Yet 10 federal appeals courts, including the Supreme Court, still do not
Fix the Court is applauding the Second Circuit for becoming the fourth U.S. appeals court to permit livestreaming of oral argument audio. The court allowed C-SPAN to roll live on this morning’s hearing on whether House committees may obtain President Trump’s financial records via subpoena.
Initially, C-SPAN requested video coverage of the hearing, since the Second Circuit is one of two appeals courts – the Ninth Circuit being the other – that permits video. Earlier this week, the New York-based court made a compromise and gave the cable channel permission to livestream the audio on its website and on its YouTube page.

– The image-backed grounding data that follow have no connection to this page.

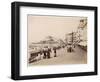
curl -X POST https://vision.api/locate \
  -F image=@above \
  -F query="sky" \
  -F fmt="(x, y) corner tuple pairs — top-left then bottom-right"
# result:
(28, 15), (86, 43)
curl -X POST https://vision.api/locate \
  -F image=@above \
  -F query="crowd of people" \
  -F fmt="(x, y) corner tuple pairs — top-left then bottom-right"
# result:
(29, 45), (63, 63)
(29, 44), (75, 63)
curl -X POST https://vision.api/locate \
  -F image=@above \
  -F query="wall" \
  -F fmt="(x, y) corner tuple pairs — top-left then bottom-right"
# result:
(0, 0), (99, 82)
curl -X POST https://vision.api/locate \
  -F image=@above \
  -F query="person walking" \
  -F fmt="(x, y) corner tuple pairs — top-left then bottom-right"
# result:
(43, 47), (47, 59)
(47, 47), (51, 59)
(53, 47), (57, 57)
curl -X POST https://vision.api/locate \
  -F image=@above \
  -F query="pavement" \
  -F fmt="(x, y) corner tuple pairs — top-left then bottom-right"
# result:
(29, 45), (87, 66)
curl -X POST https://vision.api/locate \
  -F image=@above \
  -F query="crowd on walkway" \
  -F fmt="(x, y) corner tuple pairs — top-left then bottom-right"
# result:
(29, 44), (76, 63)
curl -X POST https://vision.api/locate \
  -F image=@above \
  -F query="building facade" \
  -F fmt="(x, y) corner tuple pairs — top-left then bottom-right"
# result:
(76, 19), (87, 50)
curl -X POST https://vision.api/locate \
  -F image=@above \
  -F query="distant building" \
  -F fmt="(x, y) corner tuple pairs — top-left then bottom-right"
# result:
(29, 36), (65, 50)
(65, 32), (77, 44)
(65, 19), (87, 50)
(65, 33), (72, 44)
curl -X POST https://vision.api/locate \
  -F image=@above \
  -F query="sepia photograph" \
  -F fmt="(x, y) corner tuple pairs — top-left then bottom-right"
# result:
(27, 15), (87, 66)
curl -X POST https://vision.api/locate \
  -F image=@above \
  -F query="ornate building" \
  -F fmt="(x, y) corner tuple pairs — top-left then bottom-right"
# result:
(76, 19), (87, 50)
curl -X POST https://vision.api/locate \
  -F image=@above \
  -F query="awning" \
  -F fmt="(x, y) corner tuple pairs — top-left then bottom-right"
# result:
(78, 41), (87, 46)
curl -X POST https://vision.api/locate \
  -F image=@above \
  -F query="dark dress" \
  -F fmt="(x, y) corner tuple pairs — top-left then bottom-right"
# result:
(53, 47), (57, 57)
(47, 50), (50, 58)
(43, 50), (46, 59)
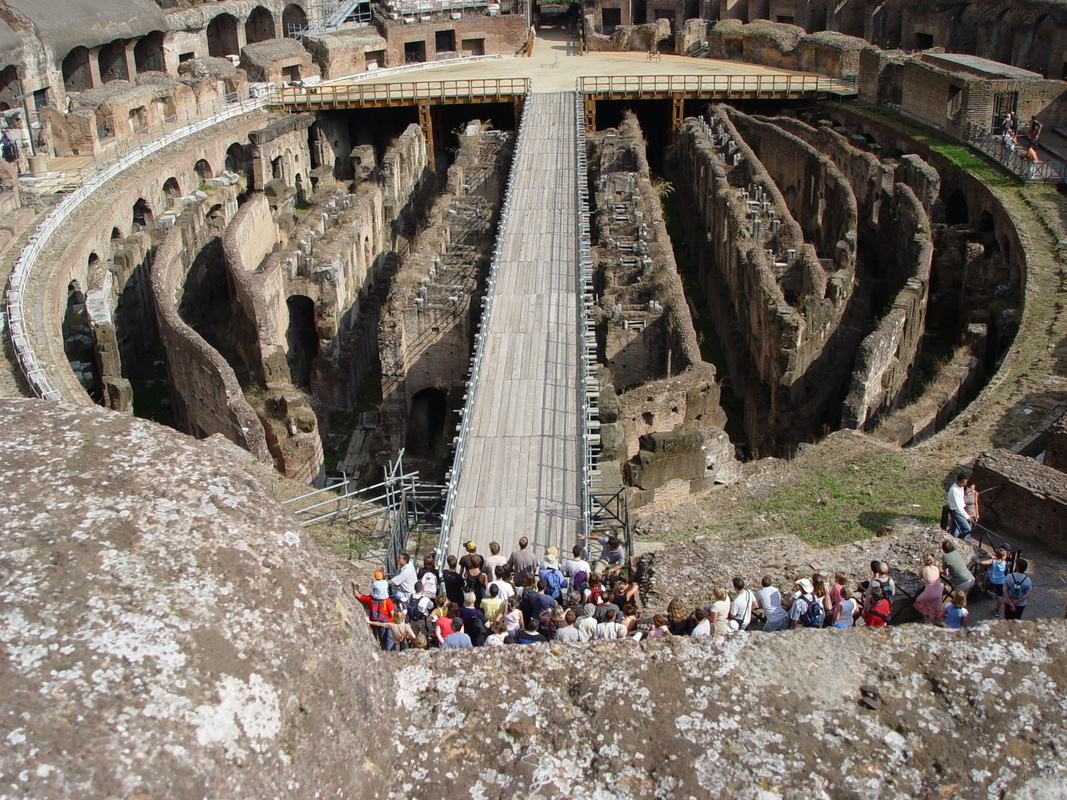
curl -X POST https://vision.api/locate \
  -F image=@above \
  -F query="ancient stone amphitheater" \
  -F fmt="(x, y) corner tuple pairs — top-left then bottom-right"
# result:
(2, 1), (1067, 797)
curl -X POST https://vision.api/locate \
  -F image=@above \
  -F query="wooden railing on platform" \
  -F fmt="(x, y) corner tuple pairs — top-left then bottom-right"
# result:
(272, 78), (531, 108)
(577, 73), (858, 98)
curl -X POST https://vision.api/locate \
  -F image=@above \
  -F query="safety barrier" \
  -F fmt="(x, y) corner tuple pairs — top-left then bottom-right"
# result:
(574, 90), (597, 539)
(577, 73), (858, 98)
(964, 123), (1067, 183)
(274, 77), (529, 108)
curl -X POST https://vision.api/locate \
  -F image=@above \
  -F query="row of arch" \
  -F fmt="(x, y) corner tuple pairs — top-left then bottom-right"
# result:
(61, 4), (309, 93)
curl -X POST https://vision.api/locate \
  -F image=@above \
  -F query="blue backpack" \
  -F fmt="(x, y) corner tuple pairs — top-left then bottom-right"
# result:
(544, 569), (564, 600)
(799, 594), (824, 628)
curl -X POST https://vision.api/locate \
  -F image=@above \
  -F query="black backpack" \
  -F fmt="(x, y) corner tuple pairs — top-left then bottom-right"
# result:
(799, 594), (824, 628)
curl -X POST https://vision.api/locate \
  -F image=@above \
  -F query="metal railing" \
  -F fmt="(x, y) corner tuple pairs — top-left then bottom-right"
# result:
(436, 84), (533, 560)
(6, 90), (270, 402)
(964, 123), (1067, 183)
(577, 73), (858, 97)
(574, 90), (597, 540)
(274, 77), (530, 107)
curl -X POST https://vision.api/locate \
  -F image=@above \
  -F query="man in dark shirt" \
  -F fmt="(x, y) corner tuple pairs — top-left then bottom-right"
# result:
(442, 554), (466, 606)
(514, 616), (548, 644)
(528, 579), (558, 622)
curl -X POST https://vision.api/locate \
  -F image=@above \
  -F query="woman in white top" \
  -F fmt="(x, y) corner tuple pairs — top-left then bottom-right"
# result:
(502, 595), (523, 636)
(755, 575), (790, 632)
(708, 587), (731, 637)
(832, 586), (858, 628)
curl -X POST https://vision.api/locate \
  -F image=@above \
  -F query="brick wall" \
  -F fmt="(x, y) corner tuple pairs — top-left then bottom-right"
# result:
(971, 449), (1067, 558)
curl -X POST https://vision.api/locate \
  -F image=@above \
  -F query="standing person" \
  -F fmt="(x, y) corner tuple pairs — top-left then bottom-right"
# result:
(964, 479), (981, 528)
(480, 583), (506, 626)
(417, 555), (439, 600)
(563, 544), (591, 587)
(515, 616), (549, 644)
(943, 590), (969, 629)
(914, 554), (945, 624)
(388, 553), (417, 602)
(978, 547), (1010, 617)
(502, 595), (524, 637)
(941, 539), (975, 596)
(459, 541), (484, 578)
(1030, 115), (1043, 142)
(484, 541), (507, 578)
(728, 577), (755, 633)
(489, 565), (515, 604)
(354, 577), (396, 650)
(539, 552), (566, 601)
(946, 473), (973, 540)
(442, 617), (472, 649)
(555, 609), (585, 642)
(506, 537), (539, 584)
(1003, 558), (1033, 620)
(755, 576), (790, 632)
(442, 554), (465, 606)
(576, 603), (599, 640)
(459, 592), (489, 647)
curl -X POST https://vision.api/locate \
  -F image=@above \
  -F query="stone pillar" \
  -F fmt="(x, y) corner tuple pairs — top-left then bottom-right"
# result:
(88, 48), (103, 89)
(125, 41), (139, 81)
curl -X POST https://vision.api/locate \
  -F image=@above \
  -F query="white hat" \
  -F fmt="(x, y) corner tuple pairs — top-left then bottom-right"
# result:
(370, 579), (389, 600)
(543, 554), (559, 569)
(795, 578), (813, 594)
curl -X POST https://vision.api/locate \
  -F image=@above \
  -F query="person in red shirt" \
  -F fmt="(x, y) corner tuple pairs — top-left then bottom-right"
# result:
(353, 573), (396, 649)
(863, 586), (891, 628)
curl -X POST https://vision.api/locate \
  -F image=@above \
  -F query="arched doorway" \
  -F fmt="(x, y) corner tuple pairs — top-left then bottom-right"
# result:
(245, 7), (276, 44)
(162, 177), (181, 204)
(194, 159), (214, 182)
(99, 40), (130, 83)
(282, 4), (308, 37)
(62, 47), (93, 92)
(132, 198), (153, 228)
(286, 295), (318, 389)
(207, 14), (240, 58)
(406, 387), (448, 457)
(945, 188), (969, 227)
(135, 31), (165, 73)
(62, 277), (102, 403)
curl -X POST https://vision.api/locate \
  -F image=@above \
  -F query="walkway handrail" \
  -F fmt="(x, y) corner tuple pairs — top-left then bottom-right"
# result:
(274, 78), (530, 108)
(6, 91), (270, 401)
(964, 123), (1067, 183)
(436, 84), (533, 560)
(574, 91), (596, 540)
(577, 73), (857, 97)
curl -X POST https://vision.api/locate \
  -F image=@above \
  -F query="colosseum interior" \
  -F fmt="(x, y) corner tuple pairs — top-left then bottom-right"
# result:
(2, 0), (1067, 797)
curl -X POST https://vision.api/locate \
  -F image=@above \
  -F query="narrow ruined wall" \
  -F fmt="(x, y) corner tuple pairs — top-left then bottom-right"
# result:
(971, 449), (1067, 558)
(843, 182), (933, 429)
(150, 204), (272, 464)
(378, 125), (511, 462)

“If a case makes it to the point where there’s an oral argument before a federal appeals court, that by definition is newsworthy,” FTC executive director Gabe Roth said. “Americans expect to get their news live as it unfolds, not later in the day or week, and there’s no technological or financial reason for the remaining holdouts, including the Supreme Court, not to follow the Second Circuit’s lead and permit live audio.”
The case is 19-1540, Donald J. Trump, et al., v. Committee on Financial Services, et al.
In May 2018 the D.C. Circuit announced it would begin livestreaming the audio of all non-sealed cases that September, and the Fourth Circuit in 2017 livestreamed the audio of two travel ban hearings on its website. The Ninth Circuit routinely runs a live audio and video feed of its arguments on its homepage and on its YouTube page.
There’s a legislative angle to this, as well, as FTC believes that if the courts won’t act, Congress has the authority to compel them to livestream. Though in past sessions members of both houses have introduced cameras-in-courts legislation, FTC expects several live audio bills to be offered between now and the end of the year.